Evidence of the impact of the severe reduction in income support, when emergency unemployment relief for millions of Americans lapsed at the end of July, was provided in data from the Commerce Department. It revealed that US personal income dropped by 2.7 percent in August.
The total drop in income amounted to $543.5 billion, a larger hit than economists were expecting. It was accompanied by a slowdown in consumption growth for the month to 1 percent and a drop in the savings rate.
The chief US economist at Oxford Economics, Greg Daco, warned in a note that “the main engine of economic activity” was at the risk of stalling. “With compensation growing at a slower pace and government transfers diminishing, consumers dipped into their savings to finance their outlays—this is not a sustainable reality.”
The lack of further economic relief has led to a downgrade in the forecasts for growth in the fourth quarter.

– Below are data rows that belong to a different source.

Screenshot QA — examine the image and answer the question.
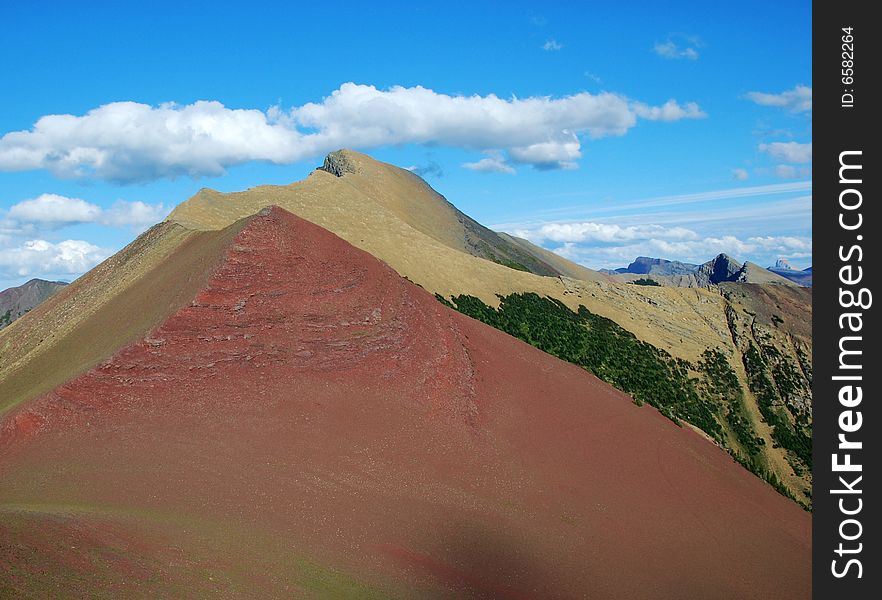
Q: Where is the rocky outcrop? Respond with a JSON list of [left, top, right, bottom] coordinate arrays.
[[318, 150, 358, 177], [0, 279, 67, 329]]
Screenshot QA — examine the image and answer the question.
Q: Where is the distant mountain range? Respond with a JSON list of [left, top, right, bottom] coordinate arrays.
[[0, 151, 812, 600], [769, 258, 812, 287], [602, 254, 812, 287], [0, 279, 67, 329]]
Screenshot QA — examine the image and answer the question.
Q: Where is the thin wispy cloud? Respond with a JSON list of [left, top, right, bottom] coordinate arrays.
[[652, 36, 700, 60], [0, 83, 705, 183], [0, 239, 113, 279], [462, 152, 516, 175], [745, 85, 812, 113], [6, 194, 164, 229], [759, 142, 812, 164]]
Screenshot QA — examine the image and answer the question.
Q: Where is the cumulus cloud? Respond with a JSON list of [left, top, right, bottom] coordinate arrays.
[[462, 152, 515, 175], [511, 222, 812, 269], [6, 194, 163, 229], [0, 239, 112, 279], [652, 40, 698, 60], [746, 85, 812, 113], [519, 221, 698, 243], [7, 194, 101, 225], [0, 83, 704, 182], [759, 142, 812, 164], [632, 100, 707, 121]]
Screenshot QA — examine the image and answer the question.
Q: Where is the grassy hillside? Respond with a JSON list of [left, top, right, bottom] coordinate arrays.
[[436, 293, 811, 506]]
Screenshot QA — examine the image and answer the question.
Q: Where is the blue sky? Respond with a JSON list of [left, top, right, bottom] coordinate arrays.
[[0, 1, 812, 289]]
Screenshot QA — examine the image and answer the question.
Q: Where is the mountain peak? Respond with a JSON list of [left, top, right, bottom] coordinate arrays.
[[318, 148, 360, 177]]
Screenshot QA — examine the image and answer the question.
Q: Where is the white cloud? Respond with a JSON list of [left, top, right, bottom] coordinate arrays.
[[746, 85, 812, 113], [521, 232, 812, 269], [520, 221, 698, 243], [505, 216, 812, 269], [759, 142, 812, 164], [462, 153, 515, 175], [632, 100, 707, 121], [0, 240, 112, 279], [775, 165, 812, 179], [6, 194, 163, 229], [0, 83, 704, 182], [652, 40, 698, 60], [7, 194, 101, 226]]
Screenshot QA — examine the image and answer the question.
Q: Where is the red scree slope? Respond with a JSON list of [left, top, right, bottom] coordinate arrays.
[[0, 208, 810, 599]]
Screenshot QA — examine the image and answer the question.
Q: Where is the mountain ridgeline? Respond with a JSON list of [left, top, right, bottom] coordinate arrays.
[[604, 254, 812, 287], [0, 150, 811, 505], [0, 205, 811, 600], [0, 279, 67, 329]]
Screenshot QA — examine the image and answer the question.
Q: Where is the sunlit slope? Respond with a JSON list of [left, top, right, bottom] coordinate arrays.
[[168, 150, 731, 360], [0, 208, 811, 600], [0, 223, 246, 414]]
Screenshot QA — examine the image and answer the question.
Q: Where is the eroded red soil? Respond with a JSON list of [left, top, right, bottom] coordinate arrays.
[[0, 208, 810, 599]]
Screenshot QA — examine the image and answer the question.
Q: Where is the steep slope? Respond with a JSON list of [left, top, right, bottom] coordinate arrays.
[[0, 151, 811, 502], [768, 259, 812, 287], [169, 150, 811, 502], [0, 223, 244, 416], [0, 208, 810, 599], [168, 150, 748, 360], [616, 256, 698, 275], [0, 279, 67, 329], [696, 254, 794, 286], [499, 233, 609, 281]]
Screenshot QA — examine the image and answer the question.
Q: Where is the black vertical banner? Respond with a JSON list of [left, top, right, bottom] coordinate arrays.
[[812, 1, 882, 600]]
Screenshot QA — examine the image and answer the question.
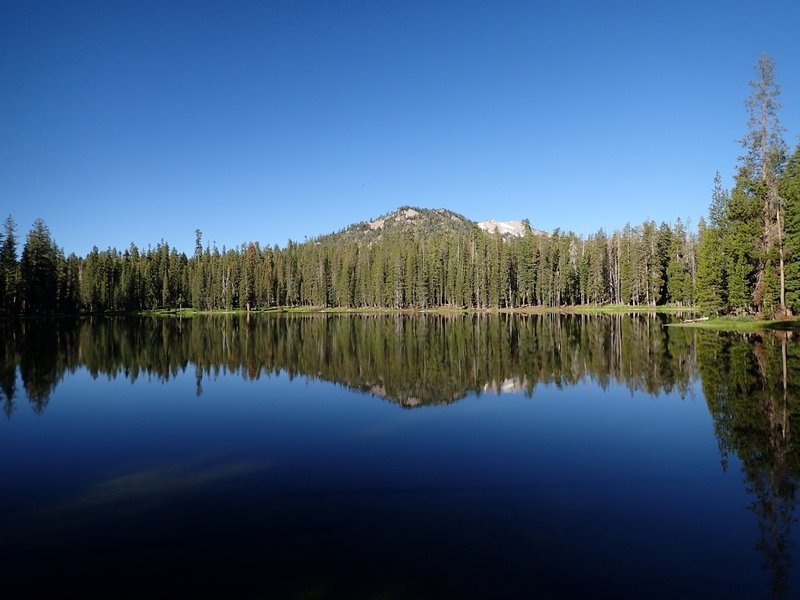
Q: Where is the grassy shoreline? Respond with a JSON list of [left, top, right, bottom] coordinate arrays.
[[4, 304, 800, 333]]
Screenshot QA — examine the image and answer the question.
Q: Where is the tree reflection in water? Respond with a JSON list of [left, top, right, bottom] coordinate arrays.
[[0, 314, 800, 596]]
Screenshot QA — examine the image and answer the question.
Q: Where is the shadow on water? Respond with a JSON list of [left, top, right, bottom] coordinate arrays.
[[0, 315, 800, 597]]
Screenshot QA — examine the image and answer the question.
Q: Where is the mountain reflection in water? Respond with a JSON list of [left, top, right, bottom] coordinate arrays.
[[0, 314, 800, 597]]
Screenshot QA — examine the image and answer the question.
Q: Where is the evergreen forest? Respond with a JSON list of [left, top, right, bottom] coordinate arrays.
[[0, 55, 800, 316]]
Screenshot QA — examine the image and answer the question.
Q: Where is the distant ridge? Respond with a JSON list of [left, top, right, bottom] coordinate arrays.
[[320, 205, 543, 241]]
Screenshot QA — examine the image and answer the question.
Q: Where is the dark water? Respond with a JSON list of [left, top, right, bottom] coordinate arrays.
[[0, 315, 800, 599]]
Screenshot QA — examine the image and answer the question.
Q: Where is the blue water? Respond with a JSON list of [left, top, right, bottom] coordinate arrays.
[[0, 316, 800, 598]]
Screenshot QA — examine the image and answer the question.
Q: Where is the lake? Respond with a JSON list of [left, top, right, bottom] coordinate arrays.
[[0, 314, 800, 599]]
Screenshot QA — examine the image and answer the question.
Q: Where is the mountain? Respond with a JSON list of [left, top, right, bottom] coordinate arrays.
[[322, 206, 541, 241], [478, 219, 525, 237]]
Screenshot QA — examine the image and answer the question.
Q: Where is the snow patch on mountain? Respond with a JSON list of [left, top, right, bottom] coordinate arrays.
[[478, 219, 525, 237]]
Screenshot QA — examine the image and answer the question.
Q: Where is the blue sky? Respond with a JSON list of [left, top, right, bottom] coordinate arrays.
[[0, 0, 800, 254]]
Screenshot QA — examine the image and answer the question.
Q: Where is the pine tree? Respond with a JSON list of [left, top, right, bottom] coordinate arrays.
[[20, 219, 58, 313], [697, 221, 728, 315], [0, 215, 19, 313], [741, 54, 786, 311], [780, 144, 800, 313]]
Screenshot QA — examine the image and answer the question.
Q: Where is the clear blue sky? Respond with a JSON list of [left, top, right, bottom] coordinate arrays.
[[0, 0, 800, 254]]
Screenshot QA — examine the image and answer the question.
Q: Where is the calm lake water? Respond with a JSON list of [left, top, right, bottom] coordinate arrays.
[[0, 315, 800, 599]]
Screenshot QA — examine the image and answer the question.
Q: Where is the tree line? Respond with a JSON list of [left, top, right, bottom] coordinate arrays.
[[0, 212, 698, 315], [0, 56, 800, 315]]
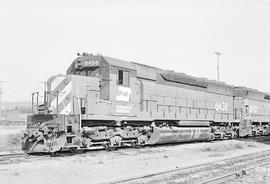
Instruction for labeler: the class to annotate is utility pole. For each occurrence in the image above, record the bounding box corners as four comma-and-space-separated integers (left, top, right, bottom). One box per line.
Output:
40, 81, 47, 106
214, 52, 221, 82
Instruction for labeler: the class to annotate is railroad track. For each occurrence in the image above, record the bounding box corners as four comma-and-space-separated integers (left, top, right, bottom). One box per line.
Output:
105, 150, 270, 184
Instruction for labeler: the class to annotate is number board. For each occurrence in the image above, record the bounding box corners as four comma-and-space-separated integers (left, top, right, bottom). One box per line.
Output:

The Wall Street Journal reported that economists at the US tax, audit and consulting firm RSM US downgraded their growth forecast for the last three months of the year from 5.1 percent to 2.2 percent on the back of Trump’s tweet calling off the stimulus negotiations. Goldman Sachs economists had already reduced their forecast to 3 percent from 6 percent last month on the basis that another stimulus bill would not pass Congress.
The minutes of the policy making Federal Open Market Committee of September 15–16, released earlier this week, reveal that the concerns expressed by Powell and Kashkari over the need for further stimulus are widespread.
The meeting was generally upbeat over the prospects for a recovery but as the minutes reported “many participants noted that their economic outlook assumed additional fiscal support” and that if that was less than expected “the pace of recovery would be much slower.”
The minutes also reported concern about the effect of additional virus outbreaks that could lead to further “increases in bankruptcies and defaults, put a stress on the financial system, and lead to a disruptions in the flow of credit to households and businesses.” It said that “most participants raised the concerns that fiscal support so far for households, businesses, and state and local governments might not provide sufficient relief to these sectors.”
In the three weeks since the meeting, the situation has only got worse. Coronavirus cases are continuing to rise in a large number of states—putting some of them back at their previous record highs—and the position of American workers continues to deteriorate.